Long time lurker here. I need help. Please... 

I've been having a lot of problems making the USB 3.0 slot work on this board. At first, they were working really great but after some time it just stops while in the middle of a transfer. I tried using both USB 2.0 and 3.0 storage device on USB 3.0 ports but both of them disconnects while transferring. I don't think it is a PSU issue as I was not running any other applications while doing the transfer. I tried updating the BIOS to 1.60 and it kinda worked for a while when I was using Windows 7. I changed to Windows 8 and it seems that the problem is back. I tried installing new drivers to see if that would fix it but it seems that the drivers they have on the AsRock site's not working. Its not completing the installation even when ran as admin. Do I need to update the BIOS to 1.80 or can I do something else? 

Thanks!


----------



## natr0n (Jan 2, 2013)

Try another usb cable.make sure cable isnt loose too.
windows 8 isn't perfect yet , if was working on 7 should have stayed on there.


----------



## Mussels (Jan 2, 2013)

try the BIOS update, and the newer drivers might start working.

otherwise, they might just be bad. USB 3.0 adoption has been slow due to all these random issues and incompatibilities.


----------



## Athlon2K15 (Jan 2, 2013)

I would try looking for a new firmware. Another option is disabling HPET in bios..some say this fixes the issue


----------



## toilet pepper (Jan 2, 2013)

Hmmm. Definitely try them all. I'll check the hpet before doing the bios update.


----------



## OneMoar (Jan 2, 2013)

Mussels said:


> try the BIOS update, and the newer drivers might start working.
> 
> otherwise, they might just be bad. USB 3.0 adoption has been slow due to all these random issues and incompatibilities.



hes already on 1.60 witch has all the most recent usb3 firmware image 
there is nothing in 1.70 that should have any effect  on the issue no sense `risking` a bios update


----------



## Mussels (Jan 2, 2013)

OneMoar said:


> hes already on 1.60 witch has all the most recent usb3 firmware image
> there is nothing in 1.70 that should have any effect  on the issue no sense `risking` a bios update



more often than not, BIOS release notes do not include whats actually changed.


----------



## OneMoar (Jan 2, 2013)

Mussels said:


> more often than not, BIOS release notes do not include whats actually changed.

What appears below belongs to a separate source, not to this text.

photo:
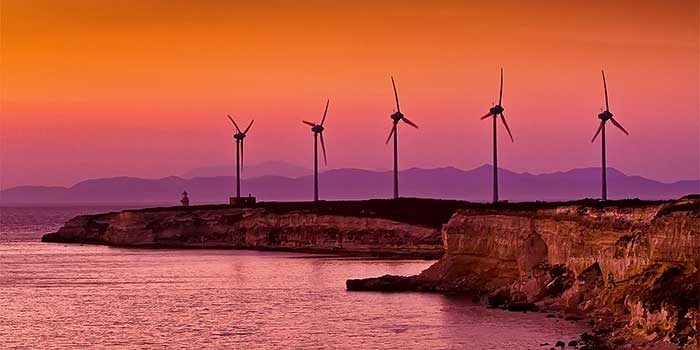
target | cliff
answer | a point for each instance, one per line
(631, 266)
(405, 228)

but I took the liberty of downloading the bios and checking


----------



## Athlon2K15 (Jan 2, 2013)

OneMoar said:


> but I took the liberty of downloading the bios and checking



For some reason I highly doubt this.


----------



## OneMoar (Jan 2, 2013)

AthlonX2 said:


> For some reason I highly doubt this.



you underestimate my power 












the second block of numbers is the version string


----------



## Major_A (Jan 2, 2013)

Have you tried updating your drivers to the current set on Etron?
http://www.etron.com/manager/uploads/SETUP_0.115.zip


----------



## OneMoar (Jan 2, 2013)

Major_A said:


> Have you tried updating your drivers to the current set on Etron?
> http://www.etron.com/manager/uploads/SETUP_0.115.zip



THIS
the modual in the bios just serves to provide legacy(keyboard and mouse ) and Basic communication with the rest of the system 
and it hasn't been touched from 1.60


----------